Cada um com um apelo diferente. Enquanto as provas de Elite têm um número reduzido de competidores, mas reúnem os mais preparados, portando geram mais interesse a quem é de fora, incluindo, patrocinadores, as provas por idade reúnem uma grande quantidade de atletas e, portanto, maior receita com as inscrições. Ainda, dentro da proposta do campeonato brasileiro por idades, poderíamos acrescentar a categoria “iniciantes” ou “amadora”, para atletas e equipes recém-chegados ao esporte. Temos aqui, portanto, dois “produtos” com um belo atrativo comercial, concorda?

Dessa forma, as ações midiáticas poderiam se concentrar nas provas de elite, com transmissões ao vivo, vídeos, releases à imprensa pensados nas rivalidades entre esses personagens. É importante frisar que essa categoria tem o potencial de ser extremamente benéfica às equipes femininas, pois as largadas poderiam ser realizadas em horários diferentes, dando a possibilidade de uma cobertura midiática plural (como acontece hoje nas provas da elite mundial de surfe, o CT da WSL).

Nikiti Vaa
Feras da equipe Super Master Carioca Va’a: um campeonato por idades proporciona o ambiente ideal para as equipes de masteres brilharem. Foto: Reprodução

Já o campeonato brasileiro por idades tem os elementos necessários para criar um modelo parelho de circuito, algo que ajuda imensamente no planejamento de segurança, composição de staff e estrutura, além de trazer mais visibilidade a essas equipes. Quando às seletivas, elas poderiam ser realizadas através do campeonato brasileiro por idades.

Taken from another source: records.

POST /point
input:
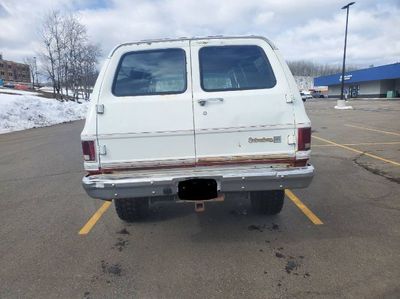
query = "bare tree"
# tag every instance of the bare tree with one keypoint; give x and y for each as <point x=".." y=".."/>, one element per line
<point x="69" y="59"/>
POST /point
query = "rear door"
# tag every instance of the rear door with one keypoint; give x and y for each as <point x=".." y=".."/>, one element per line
<point x="241" y="103"/>
<point x="146" y="98"/>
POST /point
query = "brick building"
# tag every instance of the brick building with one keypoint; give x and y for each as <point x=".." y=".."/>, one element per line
<point x="14" y="72"/>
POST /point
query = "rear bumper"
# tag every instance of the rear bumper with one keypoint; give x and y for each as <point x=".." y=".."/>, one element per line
<point x="165" y="182"/>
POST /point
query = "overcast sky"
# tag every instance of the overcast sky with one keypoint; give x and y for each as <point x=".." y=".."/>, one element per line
<point x="304" y="29"/>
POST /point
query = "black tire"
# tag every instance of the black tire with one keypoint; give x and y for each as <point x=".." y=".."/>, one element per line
<point x="267" y="202"/>
<point x="132" y="209"/>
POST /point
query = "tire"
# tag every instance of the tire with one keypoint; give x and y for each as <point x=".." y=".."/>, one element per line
<point x="130" y="210"/>
<point x="267" y="202"/>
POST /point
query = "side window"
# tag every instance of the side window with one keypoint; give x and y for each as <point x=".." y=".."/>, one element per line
<point x="235" y="68"/>
<point x="151" y="72"/>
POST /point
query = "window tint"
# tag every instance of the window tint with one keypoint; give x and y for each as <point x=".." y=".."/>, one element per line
<point x="151" y="72"/>
<point x="235" y="68"/>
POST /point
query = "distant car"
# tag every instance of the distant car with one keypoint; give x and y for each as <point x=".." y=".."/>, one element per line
<point x="318" y="95"/>
<point x="9" y="85"/>
<point x="305" y="95"/>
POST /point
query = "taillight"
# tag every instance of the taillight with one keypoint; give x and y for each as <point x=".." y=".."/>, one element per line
<point x="89" y="153"/>
<point x="304" y="139"/>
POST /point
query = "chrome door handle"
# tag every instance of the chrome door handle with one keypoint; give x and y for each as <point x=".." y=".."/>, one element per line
<point x="202" y="102"/>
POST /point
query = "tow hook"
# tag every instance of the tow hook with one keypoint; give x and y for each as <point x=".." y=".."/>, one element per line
<point x="199" y="206"/>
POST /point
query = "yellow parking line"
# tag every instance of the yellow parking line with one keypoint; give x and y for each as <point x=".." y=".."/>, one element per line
<point x="357" y="151"/>
<point x="96" y="216"/>
<point x="314" y="219"/>
<point x="365" y="143"/>
<point x="374" y="130"/>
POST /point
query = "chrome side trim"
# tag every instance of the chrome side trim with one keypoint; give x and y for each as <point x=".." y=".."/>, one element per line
<point x="149" y="41"/>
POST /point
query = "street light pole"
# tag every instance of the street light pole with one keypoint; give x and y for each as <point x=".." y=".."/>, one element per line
<point x="341" y="103"/>
<point x="37" y="83"/>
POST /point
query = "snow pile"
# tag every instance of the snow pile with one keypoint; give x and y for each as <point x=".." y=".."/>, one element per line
<point x="24" y="110"/>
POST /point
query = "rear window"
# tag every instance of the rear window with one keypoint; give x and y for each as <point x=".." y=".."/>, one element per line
<point x="235" y="68"/>
<point x="151" y="72"/>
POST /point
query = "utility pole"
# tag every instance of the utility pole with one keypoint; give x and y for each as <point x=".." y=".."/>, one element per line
<point x="342" y="103"/>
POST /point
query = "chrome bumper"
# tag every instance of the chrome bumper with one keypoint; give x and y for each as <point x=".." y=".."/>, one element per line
<point x="165" y="182"/>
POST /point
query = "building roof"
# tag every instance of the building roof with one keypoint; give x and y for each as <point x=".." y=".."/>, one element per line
<point x="383" y="72"/>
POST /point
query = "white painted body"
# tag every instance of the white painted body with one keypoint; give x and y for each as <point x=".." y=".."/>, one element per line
<point x="175" y="130"/>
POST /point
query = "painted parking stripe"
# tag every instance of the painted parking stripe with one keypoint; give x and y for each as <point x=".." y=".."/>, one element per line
<point x="355" y="144"/>
<point x="357" y="151"/>
<point x="373" y="130"/>
<point x="93" y="220"/>
<point x="310" y="215"/>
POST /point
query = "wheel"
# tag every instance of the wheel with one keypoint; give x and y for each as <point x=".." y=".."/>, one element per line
<point x="130" y="210"/>
<point x="267" y="202"/>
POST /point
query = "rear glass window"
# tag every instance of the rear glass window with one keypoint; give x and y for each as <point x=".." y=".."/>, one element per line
<point x="151" y="72"/>
<point x="235" y="68"/>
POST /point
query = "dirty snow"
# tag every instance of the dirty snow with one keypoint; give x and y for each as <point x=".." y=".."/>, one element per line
<point x="24" y="110"/>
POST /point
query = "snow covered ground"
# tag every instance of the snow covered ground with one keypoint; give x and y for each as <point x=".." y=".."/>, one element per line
<point x="24" y="110"/>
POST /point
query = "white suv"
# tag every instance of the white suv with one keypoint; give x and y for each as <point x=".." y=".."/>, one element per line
<point x="195" y="119"/>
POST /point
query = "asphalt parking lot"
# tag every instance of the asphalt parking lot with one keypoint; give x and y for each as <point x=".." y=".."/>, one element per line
<point x="338" y="238"/>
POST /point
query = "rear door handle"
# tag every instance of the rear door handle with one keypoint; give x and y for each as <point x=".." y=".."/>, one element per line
<point x="202" y="102"/>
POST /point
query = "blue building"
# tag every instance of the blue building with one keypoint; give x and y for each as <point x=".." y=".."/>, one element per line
<point x="373" y="82"/>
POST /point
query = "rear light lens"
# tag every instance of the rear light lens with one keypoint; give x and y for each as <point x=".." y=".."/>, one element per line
<point x="88" y="149"/>
<point x="304" y="139"/>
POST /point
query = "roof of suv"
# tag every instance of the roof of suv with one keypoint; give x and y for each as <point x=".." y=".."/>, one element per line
<point x="149" y="41"/>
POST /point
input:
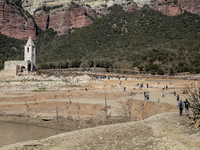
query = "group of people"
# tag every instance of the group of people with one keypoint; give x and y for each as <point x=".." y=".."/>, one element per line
<point x="146" y="96"/>
<point x="181" y="105"/>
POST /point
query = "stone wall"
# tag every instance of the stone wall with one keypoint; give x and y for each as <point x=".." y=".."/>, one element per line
<point x="12" y="65"/>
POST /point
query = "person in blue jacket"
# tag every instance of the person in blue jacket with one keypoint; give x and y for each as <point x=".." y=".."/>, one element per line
<point x="181" y="106"/>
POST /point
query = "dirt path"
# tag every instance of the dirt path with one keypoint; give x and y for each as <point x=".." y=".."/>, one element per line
<point x="159" y="132"/>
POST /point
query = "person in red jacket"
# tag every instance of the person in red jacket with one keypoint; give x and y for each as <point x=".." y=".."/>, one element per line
<point x="181" y="106"/>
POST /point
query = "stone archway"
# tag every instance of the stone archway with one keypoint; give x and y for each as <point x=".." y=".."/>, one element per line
<point x="23" y="68"/>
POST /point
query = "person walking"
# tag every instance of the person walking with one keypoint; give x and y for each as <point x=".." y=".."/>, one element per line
<point x="181" y="106"/>
<point x="124" y="89"/>
<point x="177" y="97"/>
<point x="187" y="105"/>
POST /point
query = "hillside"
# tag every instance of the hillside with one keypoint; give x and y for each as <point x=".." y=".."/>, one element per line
<point x="146" y="39"/>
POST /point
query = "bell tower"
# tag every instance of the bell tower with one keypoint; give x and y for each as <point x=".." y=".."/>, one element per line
<point x="29" y="54"/>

Pensar fora da caixa da IVF

Para concluir, e aqui vai uma opinião bastante pessoal, mas vinda de quem trabalha há mais de 20 anos na área do jornalismo esportivo, se a CBVA’A quer verdadeiramente desenvolver a canoagem polinésia no Brasil, de uma forma mais ampla, ou seja, criar um ambiente que proporcione a atletas viver do esporte, mercado sustentável, atenção da mídia e grandes competições, precisa “pensar fora caixa da IVF”.

A federação internacional de va’a é uma entidade séria e bem-intencionada, portanto, merece nosso apoio e consideração, porém, em termos globais, é minúscula e com pouca representatividade política – até mesmo dentro da Va’a. Veja que havaianos e taitianos priorizam provas como Molokai Hoe, Hawaiki Nui e Te Aito, aos mundiais da IVF. Isso para não mencionar decisões estranhas que vão na contramão do desenvolvimento do esporte, como a não inclusão das OC1 em provas de mundial, por exemplo.

Atualmente a va’a no Brasil vive um dilema. A modalidade cresceu até onde seria possível crescer de forma orgânica. Daqui para frente, somente ações estratégicas por parte daqueles que regem o esporte serão capazes de levar a canoagem polinésia a outro patamar. E para isso, precisarão da ajuda de grandes personagens.